Femmes d’influence : communauté artistique selon Rose Clancey
Entrevue
Par: Maeve Burbridge, journaliste
Rose Clancey est une étudiante à la maîtrise en histoire se spécialisant dans le parcours des femmes transgenre dans l’histoire. En plus d’avoir fait partie de l’exposition Trans Genre en septembre dernier, Rose publie fréquemment des créations littéraires portant sur l’identité de genre. La Rotonde s’est entretenue avec l’étudiante.
La Rotonde : Pouvez-vous m’expliquer les enjeux auxquels vous faites face en tant que femme appartenant à la communauté LGBTQ2S+ dans la communauté artistique ?
Rose Clancey : J’ai toujours travaillé dans un domaine créatif, mais je trouve qu’avant ma transition, je me sentais plus confiante quand venait le temps de montrer mes oeuvres au public, parce que je ne pensais jamais que mon travail devait représenter tous les hommes. Maintenant, quand je travaille sur un projet, je me remets toujours en question. J’ai peur qu’en voyant mon travail, les gens vont mal l’interpréter et avoir une idée négative des femmes trans en général. Je sens la pression d’être porte-parole pour une communauté au complet. Ça fait que je me mets en doute constamment et je questionne tous les détails.
LR : Alors trouvez-vous que vos oeuvres sont souvent mal interprétées ?
RC : Je ne sais pas. Quand c’est un groupe de personnes qui apprécient mes oeuvres, j’ai aucun moyen de savoir s’ils m’ont mal interprétée. Si c’est une personne spécifique, je suis plus en mesure de voir comment on interprète les divers aspects. Ce doute a ses origines dans ma vie quotidienne, parce que j’ai constamment besoin de m’expliquer. Il y a beaucoup de gens qui ne savent rien de la communauté LGBTQ2S+ ou les enjeux auxquels font face les personnes trans. On frôle la ligne de ce qui est considéré normal pour beaucoup de gens et je ne veux pas leur donner de fausses idées sur notre communauté. Il faut trouver un juste milieu entre la création d’art qui parle à la communauté LGBTQ2S+ et trans, mais qui est accessible pour les personnes qui n’ont pas eu beaucoup de contact avec cette communauté, qui n’ont peut-être jamais lu d’oeuvres écrites par une personne ouvertement transgenre. C’est pas facile à faire.
LR : Croyez-vous que vos études ont influencés votre travail créatif ?
RC : Oui, sans doute.

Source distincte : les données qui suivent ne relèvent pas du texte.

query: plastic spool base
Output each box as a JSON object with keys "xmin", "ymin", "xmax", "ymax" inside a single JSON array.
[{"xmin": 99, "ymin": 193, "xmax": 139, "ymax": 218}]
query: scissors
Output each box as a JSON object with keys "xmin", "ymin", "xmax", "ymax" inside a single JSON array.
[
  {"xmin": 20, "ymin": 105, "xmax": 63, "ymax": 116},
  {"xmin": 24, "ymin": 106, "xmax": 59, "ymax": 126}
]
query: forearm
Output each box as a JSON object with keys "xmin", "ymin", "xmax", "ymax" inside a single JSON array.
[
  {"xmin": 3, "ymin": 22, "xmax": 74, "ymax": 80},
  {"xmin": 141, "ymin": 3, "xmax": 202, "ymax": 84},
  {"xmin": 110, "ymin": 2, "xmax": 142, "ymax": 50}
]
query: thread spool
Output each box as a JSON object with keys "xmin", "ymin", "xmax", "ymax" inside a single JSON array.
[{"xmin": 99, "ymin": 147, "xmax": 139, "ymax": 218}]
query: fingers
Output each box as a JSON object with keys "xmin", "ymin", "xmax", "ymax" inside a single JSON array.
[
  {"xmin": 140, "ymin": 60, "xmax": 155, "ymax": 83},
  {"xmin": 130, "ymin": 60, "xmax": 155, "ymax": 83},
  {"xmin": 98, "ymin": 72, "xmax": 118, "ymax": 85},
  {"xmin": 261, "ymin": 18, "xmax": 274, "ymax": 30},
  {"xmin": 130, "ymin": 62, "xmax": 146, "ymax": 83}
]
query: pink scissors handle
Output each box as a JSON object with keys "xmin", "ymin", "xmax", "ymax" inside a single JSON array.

Mes études et mon travail créatif sont entremêlés. Avant ma transition, j’étudiais des journaux coloniaux du XVIIe siècle. Au fil de ma transition, j’ai commencé à me demander comment les gens comme moi ont vécu dans le passé, comment ça se fait que les gens trans sont capables d’être ouvertement, publiquement trans maintenant mais pas avant ? Ça m’intéressait beaucoup d’un point de vue créatif et académique.
LR : Trouvez-vous que la scène artistique est particulièrement ouverte aux femmes LGBTQ2S+ et transgenre ?
RC: Je ne peux pas parler pour tout le monde. En plus, presque tous les artistes avec qui je travaille font partie de la communauté LGBTQ2S+. Mais ils m’ont ouvert l’esprit à l’idée que je pouvais faire du travail créatif pour un public. Ils sont des gens incroyables, les artistes LGBTQ2S+ que je connais. J’ai aussi grandi dans une famille très artistique, et c’était les gens dans ma vie qui étaient les plus enthousiastes quand je suis sortie comme ouvertement transgenre. Ils étaient vraiment géniaux. Je dirais qu’en général, la communauté artistique est très dynamique. Il y a toutefois le côté un peu renfermé dans les galeries bourgeoises. Je n’ai pas vraiment affaire avec ces gens-là. Mais je connais bien des artistes LGBTQ2S+ qui doivent travailler dans ce genre d’environnement, et d’après eux ce n’est pas plaisant d’être une personne trans ou LGBTQ2S+ dans ce genre d’environnement. Mais je pense que c’est probablement mieux pour les personnes LGBTQ2S+ dans la communauté artistique que dans d’autres domaines. Les artistes sont généralement assez ouverts d’esprit, créatifs et ouverts aux nouvelles idées.